New Year – The Myth of Eternal Return – 2014, One of Those Years…

New Year’s Myth of Eternal Return This is intended as a series of posts grouped around the idea of the New Year as a theme for cyclic change; in tackling this theme, I relate to famous religious and mythology scholar Mircea Eliade’s work on showing how traditionally, man has found meaning and strength in his relation with the sacred, higher dimension to life – man is not an accident, but his  existence wobbling in between chaos and order is sending ripples and impresses, affects the cosmos. Having forgotten this seems to be modern man’s “capital sin” – from here, the overly materialistic and technologized world without humanity of our days is throwing us into personal distress and social chaos – we live in the best of times ever, but depression and neurosis have never been so high.

Starting from a series of personal, real-life events, I intend to go deeper into the “why” and the “what for” of it all – without sense and meaning life would lack the salt and the pepper that keep us going…

(1) A Farewell to 2014 – It’s Been A Rough Year…

Two days to go – ugh, what a year it has been! It started with my grandmother’s death on April 11, the day of the 77th anniversary of her first-born son (my dad) – and what a gift it was to my dad from his mother! Then, on May 11, his name day, Sts *Constantine and Helena my father was taken to the hospital with a serious CVA – the next day he was to be diagnosed with lung and colon tumor and metastases.
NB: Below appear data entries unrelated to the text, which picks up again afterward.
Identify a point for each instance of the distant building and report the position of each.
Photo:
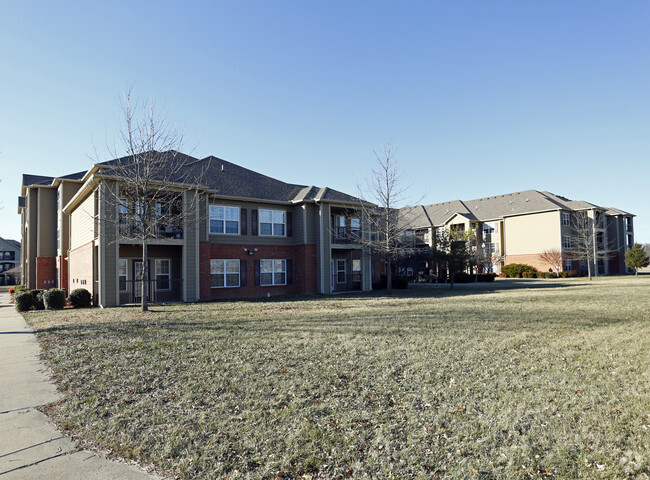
(9, 261)
(519, 227)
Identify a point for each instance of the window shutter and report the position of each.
(254, 221)
(243, 230)
(289, 224)
(289, 272)
(242, 273)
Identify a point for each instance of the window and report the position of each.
(273, 272)
(272, 222)
(163, 274)
(339, 226)
(566, 219)
(355, 228)
(224, 273)
(340, 271)
(224, 219)
(123, 273)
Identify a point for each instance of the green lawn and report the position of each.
(516, 379)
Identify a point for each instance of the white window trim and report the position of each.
(225, 273)
(259, 222)
(169, 275)
(224, 219)
(119, 266)
(273, 272)
(345, 270)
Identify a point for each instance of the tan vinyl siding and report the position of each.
(534, 233)
(83, 223)
(47, 218)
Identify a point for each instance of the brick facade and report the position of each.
(80, 271)
(45, 272)
(302, 257)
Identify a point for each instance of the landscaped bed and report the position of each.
(516, 379)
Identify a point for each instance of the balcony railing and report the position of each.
(156, 290)
(345, 235)
(133, 231)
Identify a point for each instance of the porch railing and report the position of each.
(156, 290)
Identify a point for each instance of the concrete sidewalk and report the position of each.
(30, 446)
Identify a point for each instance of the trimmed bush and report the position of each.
(517, 269)
(37, 295)
(486, 277)
(54, 299)
(23, 301)
(80, 298)
(463, 277)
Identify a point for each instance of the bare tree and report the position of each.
(554, 258)
(149, 184)
(586, 240)
(388, 227)
(454, 250)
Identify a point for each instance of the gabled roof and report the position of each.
(227, 179)
(500, 206)
(12, 243)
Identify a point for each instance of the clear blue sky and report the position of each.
(480, 98)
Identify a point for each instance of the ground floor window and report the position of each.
(224, 273)
(163, 274)
(273, 272)
(123, 273)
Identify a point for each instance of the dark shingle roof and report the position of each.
(500, 206)
(231, 180)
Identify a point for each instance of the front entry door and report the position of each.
(140, 287)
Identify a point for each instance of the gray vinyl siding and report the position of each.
(191, 254)
(108, 245)
(325, 253)
(83, 223)
(32, 235)
(313, 224)
(47, 219)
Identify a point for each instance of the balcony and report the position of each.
(345, 235)
(134, 231)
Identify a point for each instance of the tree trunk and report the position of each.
(145, 278)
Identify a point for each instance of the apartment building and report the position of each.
(9, 260)
(519, 228)
(244, 235)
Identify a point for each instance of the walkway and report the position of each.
(30, 446)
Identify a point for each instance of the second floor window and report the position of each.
(272, 222)
(566, 219)
(224, 219)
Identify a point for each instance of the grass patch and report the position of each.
(516, 379)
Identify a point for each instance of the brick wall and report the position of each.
(80, 268)
(303, 257)
(45, 272)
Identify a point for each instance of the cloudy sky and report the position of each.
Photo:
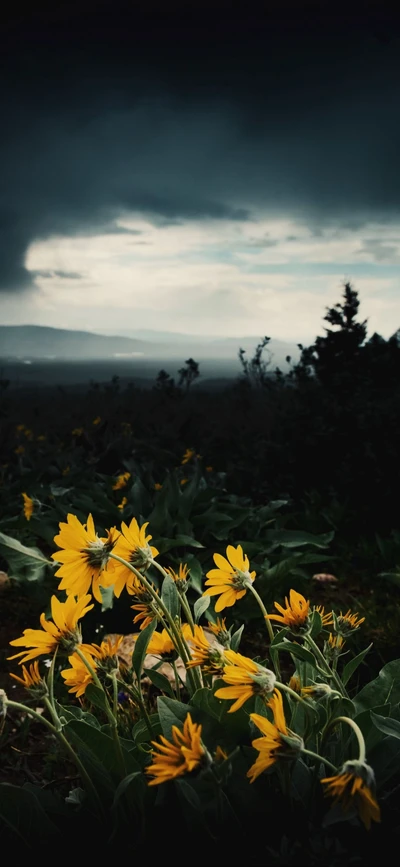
(207, 168)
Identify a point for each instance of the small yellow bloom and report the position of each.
(189, 454)
(183, 755)
(85, 558)
(296, 612)
(271, 744)
(209, 657)
(246, 678)
(351, 786)
(230, 579)
(132, 546)
(63, 631)
(121, 481)
(29, 678)
(78, 677)
(28, 506)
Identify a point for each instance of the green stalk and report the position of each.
(331, 674)
(111, 718)
(319, 759)
(180, 642)
(63, 740)
(357, 731)
(273, 653)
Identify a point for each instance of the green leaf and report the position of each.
(351, 666)
(200, 606)
(171, 713)
(236, 637)
(170, 597)
(22, 812)
(297, 538)
(24, 564)
(96, 696)
(141, 643)
(297, 650)
(386, 725)
(384, 689)
(160, 681)
(107, 597)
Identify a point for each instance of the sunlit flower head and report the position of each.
(210, 657)
(85, 557)
(184, 754)
(61, 630)
(245, 678)
(296, 612)
(28, 506)
(355, 785)
(133, 546)
(31, 678)
(78, 676)
(121, 481)
(231, 578)
(271, 747)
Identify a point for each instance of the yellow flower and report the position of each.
(271, 743)
(28, 506)
(189, 453)
(78, 676)
(246, 678)
(181, 577)
(64, 630)
(327, 619)
(230, 579)
(349, 622)
(29, 678)
(85, 558)
(209, 657)
(353, 785)
(121, 481)
(183, 755)
(296, 612)
(132, 546)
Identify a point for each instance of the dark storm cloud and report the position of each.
(206, 115)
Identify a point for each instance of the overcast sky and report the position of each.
(209, 168)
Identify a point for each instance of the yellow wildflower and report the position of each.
(231, 579)
(183, 755)
(64, 630)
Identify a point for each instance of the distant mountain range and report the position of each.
(37, 342)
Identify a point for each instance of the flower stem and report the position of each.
(332, 674)
(357, 731)
(180, 642)
(273, 653)
(319, 759)
(63, 740)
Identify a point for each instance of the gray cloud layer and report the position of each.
(298, 118)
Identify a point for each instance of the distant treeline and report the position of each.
(327, 430)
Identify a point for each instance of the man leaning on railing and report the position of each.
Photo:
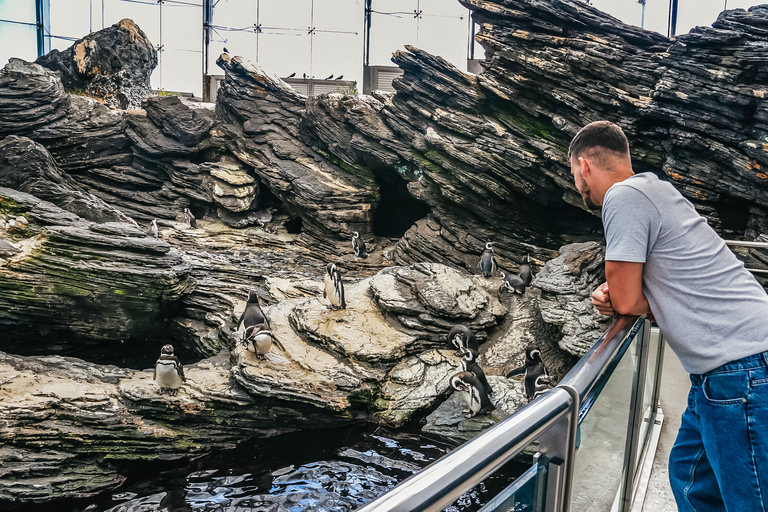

Then it was my turn for a birthday gift: he passed away on Juy 13, two days after my anniversary. The next month my husband had a car crash that smashed two concrete light poles and tumbled the bullet-proof concrete cabin (used as a shelter for the army) some five meter away, and we had to gratefully take whatever remained of the car to the junkyard.  The very next day, exactly thirty-one hours later, at two in the morning, a phone call woke me up: my son crashed our other car on a 12m-high bridge; I went right on and felt quite elated when I saw that the side next-to the driver was totally crushed, but his side has managed to remain somehow whole. The only difference between remaining on that bridge and plummeting the 12 meters down were those last two enduring bars of the side fence, only 2cm-width each that remained in place at the point of collision.

Then my brother got a divorce, then my daughter. This one came just in: breaking news at Christmas. Now, I know I only have two choices: I can remain in those moments, or I can take them as facts of life and move on. I can choose to rationalize: my grandmother was 98, she left behind eight children, and a good number of grandchildren and grand-grandchildren spread all-around the world. I could also consider how she had good reasons to be proud of all of them, when she suddenly chose to go.

But hard as I try, my mind says (shaking its head): “Nahaa, not so fast!” when it comes to my father.  Already five month have passed by, but it still hurts . .. ughh… That’s why, I’m thinking that the best medicine I know of is letting it out, sharing the goods and the bads – so I intend to write down my impressions of our last month together (the only one, in fact, for the past thirty years) and share one of the hardest moments with which, sooner or later, life would want to confront us with.

About the other events, it’s somewhat “easier”. With the first accident, I lost a car, but I got to keep my husband –  whole and scathless. For the second, I’ve lost a few thousand dollars, but the Higher-Forum-Up-There decided that I deserved the immense favor to gift me with a safe, “not-even-scratched” son – for which I’m immensely grateful. What’s more, if I stare a little more into the bright side, it’ll become quite obvious that actually, things are more beautiful now than before, when I used to take them for granted in my life.

About my brother’s divorce – deep sigh – I’ll have to think that at times a separation is better than staying in sentenced for life. So, I guess, the same should be valid for my daughter too. And, secondly, it is because it hurts so much – I just realized that, by writing about it, I can work at and exorcise the pain.